1. The application for review was granted. 2. Items 1 to 133 of the bill of costs taxed by the first respondent on 13 August 2020 under HC 11725/16 were set aside. 3. The matter was remitted back to the first respondent for taxation of items 1 to 133 only after the second respondent denominated its attendances in Zimbabwean dollars. 4. Each party to bear its own costs of suit.
After S.I. 142/19 declared the Zimbabwe dollar as the sole legal tender for all domestic transactions in Zimbabwe (effective 24 June 2019), it became unlawful to denominate bills of costs in United States dollars, even where the legal services were rendered before the first effective date (22 February 2019) and even if parties consented to such denomination. Bills of costs presented for taxation after the currency regime change must be denominated in Zimbabwe dollars in accordance with the prevailing legal tender laws at the time of taxation. Anything done in direct conflict with a statute is a nullity. Inferior courts are bound by decisions of superior courts and must follow binding precedents such as Zizhou v Taxing Officer & Another.
The court observed that Rule 313, which allows a taxing officer to refer points to a judge in chambers, uses the word "may" and is therefore permissive rather than mandatory, vesting discretion in the taxing officer. The court noted it would be slow to interfere with such discretion unless the taxing officer acted on a wrong principle or failed to exercise discretion at all. The court also commented that the 2011 General Law Society Tariff, being a professional tariff rather than an enactment passed by Parliament, did not fall within section 22(1)(f) of the Finance Act (though this point was not definitively decided as it was unnecessary given the court's findings). The court noted that in complex areas of law, it may be appropriate to order each party to bear its own costs rather than applying the usual rule that costs follow the event.

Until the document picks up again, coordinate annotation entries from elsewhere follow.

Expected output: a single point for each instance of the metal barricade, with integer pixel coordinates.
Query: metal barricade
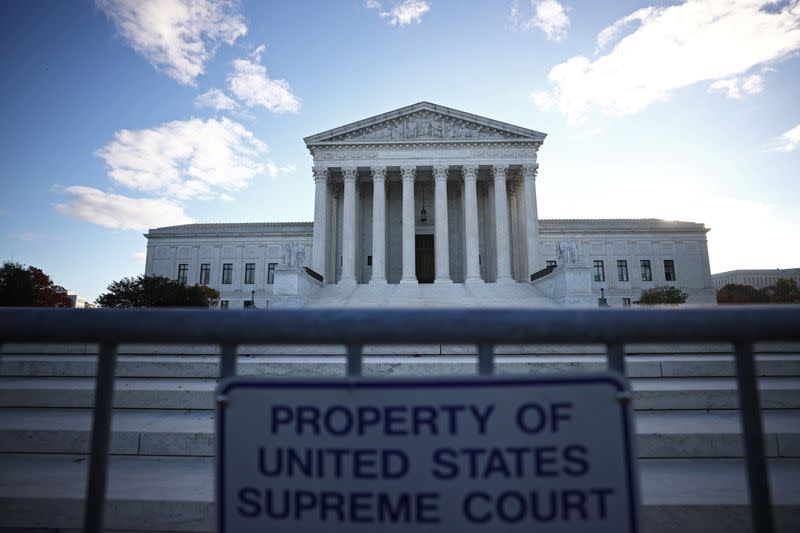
(354, 328)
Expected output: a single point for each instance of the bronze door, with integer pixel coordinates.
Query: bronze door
(426, 269)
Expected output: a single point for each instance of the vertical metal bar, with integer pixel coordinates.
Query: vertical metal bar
(750, 409)
(616, 357)
(354, 360)
(485, 359)
(227, 363)
(101, 435)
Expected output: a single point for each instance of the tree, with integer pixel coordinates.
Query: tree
(662, 295)
(733, 293)
(30, 287)
(785, 291)
(156, 291)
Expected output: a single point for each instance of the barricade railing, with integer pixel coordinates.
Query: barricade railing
(484, 329)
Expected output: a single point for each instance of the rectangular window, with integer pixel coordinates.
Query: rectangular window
(249, 273)
(183, 271)
(599, 271)
(669, 270)
(205, 273)
(647, 274)
(622, 269)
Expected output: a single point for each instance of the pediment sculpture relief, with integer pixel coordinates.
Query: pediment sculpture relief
(424, 126)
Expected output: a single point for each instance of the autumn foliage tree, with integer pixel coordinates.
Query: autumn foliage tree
(785, 291)
(662, 295)
(156, 291)
(30, 287)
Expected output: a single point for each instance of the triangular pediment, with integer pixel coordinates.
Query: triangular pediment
(424, 122)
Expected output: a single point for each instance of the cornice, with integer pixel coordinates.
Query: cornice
(456, 114)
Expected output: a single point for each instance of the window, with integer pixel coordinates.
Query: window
(205, 273)
(599, 271)
(249, 273)
(622, 269)
(183, 270)
(647, 274)
(669, 270)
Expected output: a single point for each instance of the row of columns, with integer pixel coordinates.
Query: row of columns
(441, 240)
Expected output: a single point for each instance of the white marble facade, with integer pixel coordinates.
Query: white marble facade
(428, 194)
(425, 170)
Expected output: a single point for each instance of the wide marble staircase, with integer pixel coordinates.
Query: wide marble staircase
(161, 475)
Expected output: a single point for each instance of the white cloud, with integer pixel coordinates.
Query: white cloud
(121, 212)
(216, 99)
(178, 36)
(250, 84)
(407, 12)
(547, 15)
(185, 159)
(674, 47)
(788, 141)
(738, 87)
(274, 170)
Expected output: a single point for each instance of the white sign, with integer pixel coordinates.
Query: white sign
(484, 454)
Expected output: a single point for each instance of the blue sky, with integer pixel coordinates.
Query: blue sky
(120, 115)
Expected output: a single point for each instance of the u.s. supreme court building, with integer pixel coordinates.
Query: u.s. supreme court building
(431, 206)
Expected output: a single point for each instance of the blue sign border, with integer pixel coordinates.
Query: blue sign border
(419, 382)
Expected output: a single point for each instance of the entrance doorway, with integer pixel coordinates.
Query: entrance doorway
(426, 270)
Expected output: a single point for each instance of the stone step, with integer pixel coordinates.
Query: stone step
(199, 366)
(177, 494)
(178, 393)
(191, 433)
(409, 349)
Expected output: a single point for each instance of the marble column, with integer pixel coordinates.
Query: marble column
(319, 244)
(441, 234)
(531, 218)
(471, 250)
(501, 224)
(513, 187)
(409, 229)
(350, 175)
(378, 226)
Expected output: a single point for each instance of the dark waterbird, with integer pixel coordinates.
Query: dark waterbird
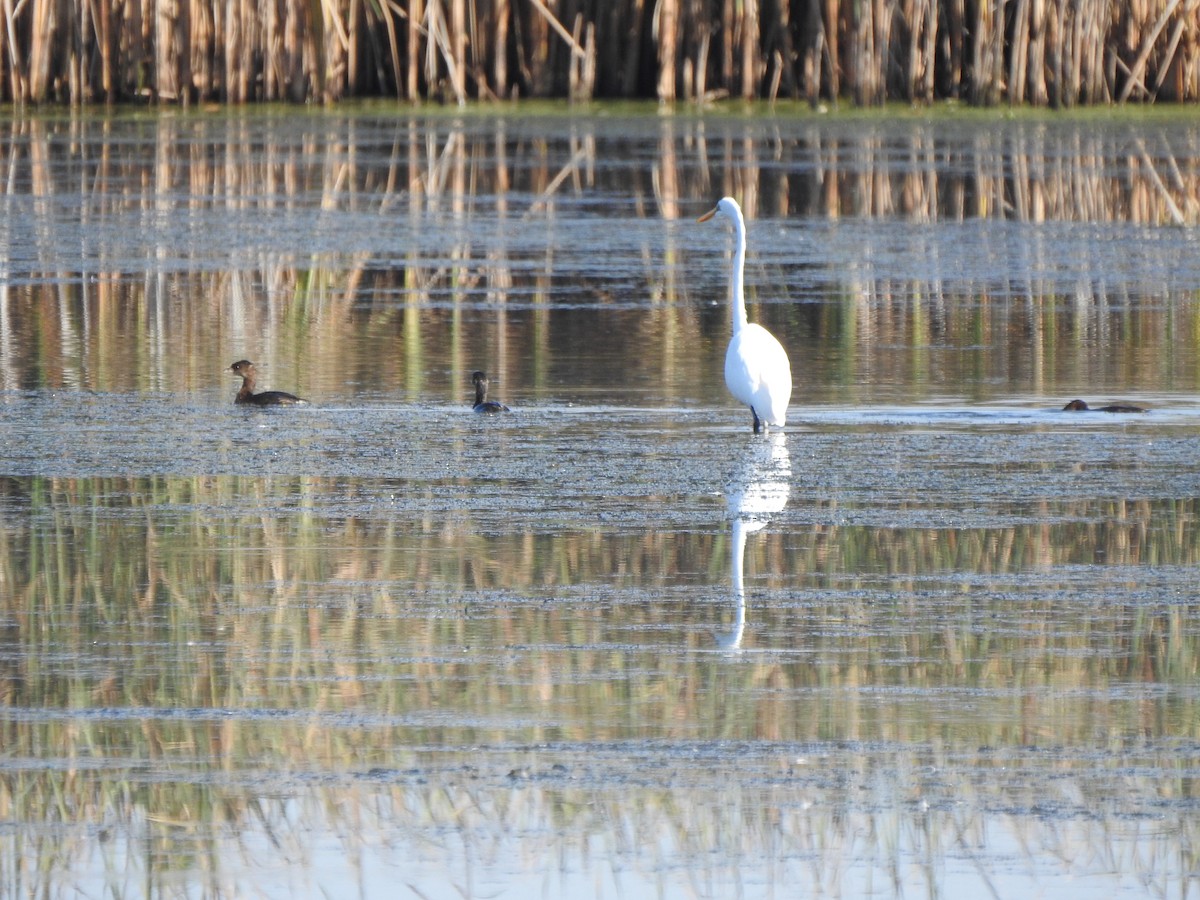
(245, 369)
(1079, 406)
(483, 405)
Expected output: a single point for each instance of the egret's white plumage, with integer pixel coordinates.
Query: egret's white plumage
(756, 367)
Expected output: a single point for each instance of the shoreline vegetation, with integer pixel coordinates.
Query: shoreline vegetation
(1042, 53)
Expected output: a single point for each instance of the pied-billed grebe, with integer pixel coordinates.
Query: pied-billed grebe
(483, 405)
(1078, 406)
(756, 367)
(245, 369)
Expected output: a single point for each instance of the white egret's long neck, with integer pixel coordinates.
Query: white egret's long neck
(737, 298)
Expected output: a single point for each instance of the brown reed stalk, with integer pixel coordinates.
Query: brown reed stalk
(1038, 52)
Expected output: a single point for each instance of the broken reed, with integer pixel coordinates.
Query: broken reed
(984, 52)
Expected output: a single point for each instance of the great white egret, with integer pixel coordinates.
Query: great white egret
(245, 369)
(1078, 406)
(483, 405)
(756, 367)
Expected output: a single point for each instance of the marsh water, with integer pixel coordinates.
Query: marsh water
(935, 637)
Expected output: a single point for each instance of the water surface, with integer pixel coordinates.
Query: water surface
(935, 636)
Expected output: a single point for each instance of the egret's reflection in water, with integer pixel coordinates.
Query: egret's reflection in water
(757, 490)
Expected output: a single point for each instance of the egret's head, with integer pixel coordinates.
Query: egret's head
(726, 207)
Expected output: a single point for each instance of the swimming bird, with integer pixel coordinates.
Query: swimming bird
(756, 367)
(483, 405)
(245, 369)
(1078, 406)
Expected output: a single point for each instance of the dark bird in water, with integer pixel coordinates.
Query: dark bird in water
(483, 405)
(1078, 406)
(245, 369)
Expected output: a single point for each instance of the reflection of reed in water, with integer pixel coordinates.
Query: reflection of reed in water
(759, 490)
(448, 199)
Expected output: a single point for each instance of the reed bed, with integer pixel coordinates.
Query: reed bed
(984, 52)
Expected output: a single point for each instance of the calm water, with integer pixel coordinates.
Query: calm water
(937, 637)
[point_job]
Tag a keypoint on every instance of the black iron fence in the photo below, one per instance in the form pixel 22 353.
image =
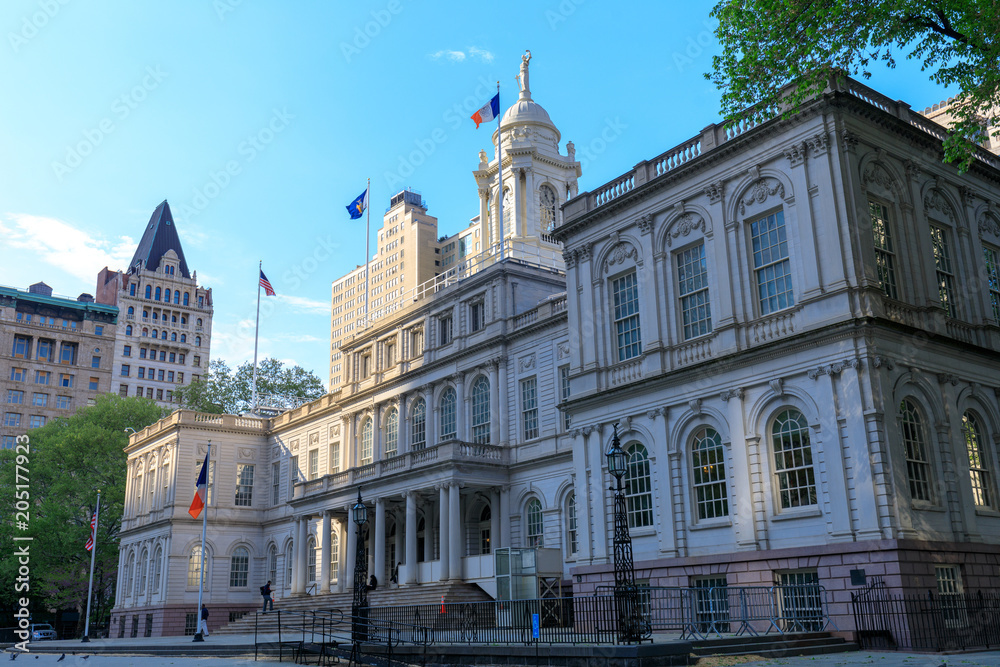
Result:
pixel 928 622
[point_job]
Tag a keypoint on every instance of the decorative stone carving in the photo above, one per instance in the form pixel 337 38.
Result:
pixel 761 190
pixel 684 225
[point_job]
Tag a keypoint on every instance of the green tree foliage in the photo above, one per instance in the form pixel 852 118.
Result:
pixel 223 391
pixel 69 460
pixel 768 44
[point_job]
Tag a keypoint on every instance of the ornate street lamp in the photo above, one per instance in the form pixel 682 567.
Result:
pixel 626 593
pixel 359 609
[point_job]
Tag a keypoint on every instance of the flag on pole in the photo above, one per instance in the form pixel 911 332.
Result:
pixel 200 491
pixel 357 207
pixel 90 538
pixel 266 284
pixel 489 111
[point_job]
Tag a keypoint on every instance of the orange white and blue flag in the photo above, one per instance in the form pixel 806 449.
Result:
pixel 200 491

This case is significant in Zimbabwean jurisprudence as it clarifies the application of currency regime changes introduced by S.I. 33/19 and S.I. 142/19 to the taxation of legal costs. It applies and reinforces the Supreme Court precedent in Zizhou v Taxing Officer, establishing that bills of costs must be denominated in the currency that is legal tender at the time of taxation, regardless of when the underlying work was performed or what currency was referenced in applicable tariffs. The judgment emphasizes that the transition to Zimbabwe dollar as sole legal tender affected all domestic transactions including the taxation of legal costs, and that this position cannot be altered by party consent. It also provides guidance on the exercise of discretion by taxing officers and the binding nature of superior court decisions on inferior courts.